The bees closed in on Ben Garment, Roby, and Student Number Four Hundred and Seventeen—though not necessarily in that order—and remained as armed as an armadillo, twice as peevish, and thrice as peckish. Most seemed lost. Roby, Ben Garment, and Student Number Four Hundred and Seventeen huddled amongst one another for support, but not one of them, not even Student Number Four Hundred and Seventeen, were properly bolted and fastened in place per city municipal code number eighty-one, section twelve, subsection sea, paragraph eight, item four, and so no support was to be had, and the sole beam in the vicin’, installed to the depth of a playing card, toppled over at the first glance from a gust of wind. The bees divode into three platoons, and each platoon encircled one of their targets, and all the bees still had their literal and metaphorical guns, which they then aimed and flex as appropriate, not minding the anachronism, and then in a spate of disco fever they pounced targetward—
“Halt!” cried a voice with such commandment that it was obeyed by all—and it was this same allhood who became shocked to denote that the voice came from Roby.
“We’re commanded, but yer no commander!” said half of the bees, and the other half agreed, not wanting any boat-rocking. Guns and GUNZ would not be enough to express their fervor to its fullment, so they removed their stingers’ scabbards, and prepared to behave beely.
“I say again, halt!” came that voice, but now, with eyes upon Roby, all saw she was not the speaker, though she possessed the locale of the voice’s source. Something rustled in her coats, and then one of her pockets opened, and from it came a bee.
“Oh, a one bee!” said the other bees. “Then, yer one of us! Come on, come join our fold! We have foes to dispense of!” And, like that, the whisper of words never said faded away, their shadow already covered in dust.
“Say not these words,” said the pocket-bee, “for I am Lorenzo, the free bee, and long have I lain apocket—indeed, shattered from shackles laid long ago, and not long lost. From the pocket of the swapped Traycup’s coat did I listen at length, and I learned all the words, and then, finally, lingering in the presence of the teachers two, did I learn to speak for myself—the true voice of a bee!”
But the bees were unmoved by Lorenzo’s proclamationing. “What’s with this attitude?” said they. “We can talk, too! We should be same-sided! Ya got stripes, same as we’ve got! And a stinger, to boot! Yer hangin’ with the wrong cloud!”
“Do not try to choose my choices,” said Lorenzo. “I was the first bee to finish school; flex your so-called might all you wish, but know this: knowledge is power, and—wait, what’s that?”

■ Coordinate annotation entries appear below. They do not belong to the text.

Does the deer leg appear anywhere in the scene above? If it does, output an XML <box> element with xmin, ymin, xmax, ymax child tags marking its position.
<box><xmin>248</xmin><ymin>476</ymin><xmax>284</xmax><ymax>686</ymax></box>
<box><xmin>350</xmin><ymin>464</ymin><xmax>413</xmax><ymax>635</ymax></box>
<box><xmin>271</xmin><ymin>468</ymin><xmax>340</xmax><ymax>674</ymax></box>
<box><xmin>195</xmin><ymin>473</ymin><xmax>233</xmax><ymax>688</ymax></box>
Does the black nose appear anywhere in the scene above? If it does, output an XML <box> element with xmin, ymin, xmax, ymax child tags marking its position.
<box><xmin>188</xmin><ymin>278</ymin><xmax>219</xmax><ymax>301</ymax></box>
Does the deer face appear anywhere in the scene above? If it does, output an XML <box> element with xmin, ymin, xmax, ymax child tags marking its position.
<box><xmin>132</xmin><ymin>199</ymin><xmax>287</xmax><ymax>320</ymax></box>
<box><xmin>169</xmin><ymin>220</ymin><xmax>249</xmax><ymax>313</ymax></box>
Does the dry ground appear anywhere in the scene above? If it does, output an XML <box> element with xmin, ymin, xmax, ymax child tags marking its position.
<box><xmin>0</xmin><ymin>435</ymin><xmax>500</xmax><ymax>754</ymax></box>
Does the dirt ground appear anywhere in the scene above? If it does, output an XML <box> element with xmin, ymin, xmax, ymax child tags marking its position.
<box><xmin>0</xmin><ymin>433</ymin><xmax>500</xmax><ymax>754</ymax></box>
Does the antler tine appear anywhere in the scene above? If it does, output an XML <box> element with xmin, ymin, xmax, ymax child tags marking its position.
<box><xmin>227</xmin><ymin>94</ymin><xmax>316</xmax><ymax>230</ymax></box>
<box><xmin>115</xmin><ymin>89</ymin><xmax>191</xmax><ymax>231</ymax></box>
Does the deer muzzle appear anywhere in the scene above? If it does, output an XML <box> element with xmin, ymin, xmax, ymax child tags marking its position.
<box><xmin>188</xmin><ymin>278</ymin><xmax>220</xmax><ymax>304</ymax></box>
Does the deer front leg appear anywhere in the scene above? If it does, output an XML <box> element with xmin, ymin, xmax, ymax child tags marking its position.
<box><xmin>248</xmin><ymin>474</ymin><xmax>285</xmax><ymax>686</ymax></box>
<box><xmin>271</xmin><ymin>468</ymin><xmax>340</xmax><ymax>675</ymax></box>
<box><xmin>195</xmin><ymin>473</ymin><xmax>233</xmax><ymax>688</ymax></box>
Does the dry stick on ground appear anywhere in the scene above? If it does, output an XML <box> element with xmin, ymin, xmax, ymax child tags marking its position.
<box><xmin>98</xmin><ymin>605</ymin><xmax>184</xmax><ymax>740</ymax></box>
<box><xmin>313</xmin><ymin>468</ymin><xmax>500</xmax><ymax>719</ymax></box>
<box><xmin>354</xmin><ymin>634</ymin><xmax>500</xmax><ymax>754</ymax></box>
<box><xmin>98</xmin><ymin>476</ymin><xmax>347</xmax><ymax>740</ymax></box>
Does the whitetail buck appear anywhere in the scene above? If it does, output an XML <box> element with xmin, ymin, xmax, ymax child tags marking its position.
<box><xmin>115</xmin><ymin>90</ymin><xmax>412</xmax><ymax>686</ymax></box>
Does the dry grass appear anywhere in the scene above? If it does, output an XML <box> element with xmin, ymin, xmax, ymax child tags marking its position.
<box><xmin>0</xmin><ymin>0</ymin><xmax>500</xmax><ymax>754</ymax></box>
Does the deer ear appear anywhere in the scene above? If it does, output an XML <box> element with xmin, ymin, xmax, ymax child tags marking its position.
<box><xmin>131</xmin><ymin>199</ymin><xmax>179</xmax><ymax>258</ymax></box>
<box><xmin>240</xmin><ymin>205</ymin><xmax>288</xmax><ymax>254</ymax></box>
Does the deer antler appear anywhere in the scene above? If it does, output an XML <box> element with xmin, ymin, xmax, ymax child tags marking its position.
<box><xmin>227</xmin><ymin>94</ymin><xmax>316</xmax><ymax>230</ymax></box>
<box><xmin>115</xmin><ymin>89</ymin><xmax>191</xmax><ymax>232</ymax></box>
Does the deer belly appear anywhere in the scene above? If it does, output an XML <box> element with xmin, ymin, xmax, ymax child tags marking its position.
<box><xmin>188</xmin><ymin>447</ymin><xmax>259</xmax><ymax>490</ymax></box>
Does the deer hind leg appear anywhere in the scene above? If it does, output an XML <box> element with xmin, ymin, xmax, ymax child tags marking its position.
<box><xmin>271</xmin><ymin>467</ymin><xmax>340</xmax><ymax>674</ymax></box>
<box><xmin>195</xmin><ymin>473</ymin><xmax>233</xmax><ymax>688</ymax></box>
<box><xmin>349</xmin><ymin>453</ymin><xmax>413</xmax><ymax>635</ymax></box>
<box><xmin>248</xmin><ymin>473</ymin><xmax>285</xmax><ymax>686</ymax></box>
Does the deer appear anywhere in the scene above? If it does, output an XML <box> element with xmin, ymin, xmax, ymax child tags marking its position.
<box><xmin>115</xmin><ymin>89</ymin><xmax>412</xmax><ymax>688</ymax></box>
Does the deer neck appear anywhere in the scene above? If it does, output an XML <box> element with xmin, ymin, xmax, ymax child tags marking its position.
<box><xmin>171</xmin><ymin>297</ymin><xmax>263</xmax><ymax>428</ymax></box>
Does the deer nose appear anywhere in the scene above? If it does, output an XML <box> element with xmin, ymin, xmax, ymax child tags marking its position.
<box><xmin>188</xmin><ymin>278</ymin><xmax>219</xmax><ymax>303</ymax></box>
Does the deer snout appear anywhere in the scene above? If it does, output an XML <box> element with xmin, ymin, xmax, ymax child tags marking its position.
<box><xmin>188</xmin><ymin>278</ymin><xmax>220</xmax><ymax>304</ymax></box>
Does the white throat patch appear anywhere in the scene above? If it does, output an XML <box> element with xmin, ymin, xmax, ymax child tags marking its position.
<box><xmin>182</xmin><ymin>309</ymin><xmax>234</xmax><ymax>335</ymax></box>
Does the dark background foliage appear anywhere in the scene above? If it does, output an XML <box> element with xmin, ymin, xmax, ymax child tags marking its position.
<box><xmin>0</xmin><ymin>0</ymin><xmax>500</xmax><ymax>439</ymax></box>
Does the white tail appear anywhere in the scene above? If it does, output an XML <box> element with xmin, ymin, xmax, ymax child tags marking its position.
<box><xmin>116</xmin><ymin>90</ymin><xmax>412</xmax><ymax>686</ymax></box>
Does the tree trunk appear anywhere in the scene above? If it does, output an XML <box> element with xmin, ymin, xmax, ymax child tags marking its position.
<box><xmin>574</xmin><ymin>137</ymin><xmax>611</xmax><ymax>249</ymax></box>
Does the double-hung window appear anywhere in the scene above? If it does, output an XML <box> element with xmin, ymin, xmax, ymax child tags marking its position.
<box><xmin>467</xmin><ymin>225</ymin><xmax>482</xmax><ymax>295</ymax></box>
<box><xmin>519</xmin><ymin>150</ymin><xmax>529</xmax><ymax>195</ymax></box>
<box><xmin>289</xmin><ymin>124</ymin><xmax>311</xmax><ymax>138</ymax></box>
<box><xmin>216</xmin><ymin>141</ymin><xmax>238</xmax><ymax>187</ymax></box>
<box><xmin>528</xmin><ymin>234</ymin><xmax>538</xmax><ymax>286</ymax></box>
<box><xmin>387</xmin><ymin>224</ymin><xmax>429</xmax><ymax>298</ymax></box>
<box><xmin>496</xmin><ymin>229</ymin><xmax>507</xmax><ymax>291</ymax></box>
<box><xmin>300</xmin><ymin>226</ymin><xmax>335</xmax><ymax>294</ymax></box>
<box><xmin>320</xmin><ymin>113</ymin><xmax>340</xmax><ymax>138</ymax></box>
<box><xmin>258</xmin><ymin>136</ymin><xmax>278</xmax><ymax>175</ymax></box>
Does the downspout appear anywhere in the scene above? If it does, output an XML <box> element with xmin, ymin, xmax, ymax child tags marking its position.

Lorenzo, in horror, pointed to a monstrous and terrible object behind the other bees. Fearing a fresh bear attack, the bees whirled around to gaze at the frighter, and, in the back-turned moment, Lorenzo quickly flew away, holding Roby’s and Ben Garment’s most convenient appendages so as to tug them along in his egress, and Student Number Four Hundred and Seventeen followed as well, since she had accidentally tied her shoelaces to the rest of theirs.
“We see no frightful thing!” said the bees. “But, just in case, we’ll continue to search for one—all bees, diverge, and cease not the investigation until true terror is located!”
The bees, as ordered by themselves, dispersed, and sought more trouble than they were worth.